The National Book Critics Circle, a nonprofit organization composed of 500 book critics and reviewers from across the country, recently announced the finalists for the 2005 book awards. The winners in each category—poetry, fiction, nonfiction, autobiography, criticism, and biography—will be named on March 3.

The Finalists in Poetry
Simon Armitage for The Shout (Harcourt)
Blas Manuel de Luna for Bent to Earth (Carnegie Mellon University Press)
Jack Gilbert for Refusing Heaven (Knopf)
Richard Siken for Crush (Yale University Press)
Ron Slate for The Incentive of the Maggot (Houghton Mifflin) 

The Finalists in Fiction
E.L. Doctorow for The March (Random House)
Mary Gaitskill for Veronica (Pantheon)
Kazuo Ishiguro for Never Let Me Go (Knopf)
Andrea Levy for Small Island (Picador)
William Vollmann for Europe Central (Viking)

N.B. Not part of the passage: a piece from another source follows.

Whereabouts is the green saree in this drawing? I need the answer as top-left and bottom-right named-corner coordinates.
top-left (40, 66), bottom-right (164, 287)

The Finalists in Autobiography
Joan Didion for The Year of Magical Thinking (Knopf)
Francine du Plessix Gray for Them: A Memoir of Parents (Penguin)
Judith Moore for Fat Girl: A True Story (Penguin)
Orhan Pamuk for Istanbul: Memories and the City (Knopf)
Vikram Seth for Two Lives (HarperColllins)

In addition, the organization’s Ivan Sandrof Lifetime Achievement Award will be presented to Bill Henderson, the founder of Pushcart Press.

The winner of last year’s National Book Critics Circle Award in poetry was Adrienne Rich for The School Among the Ruins: Poems 2000-2004 (W.W. Norton), and the winner in fiction was Marilynne Robinson for Gilead (Farrar, Straus and Giroux).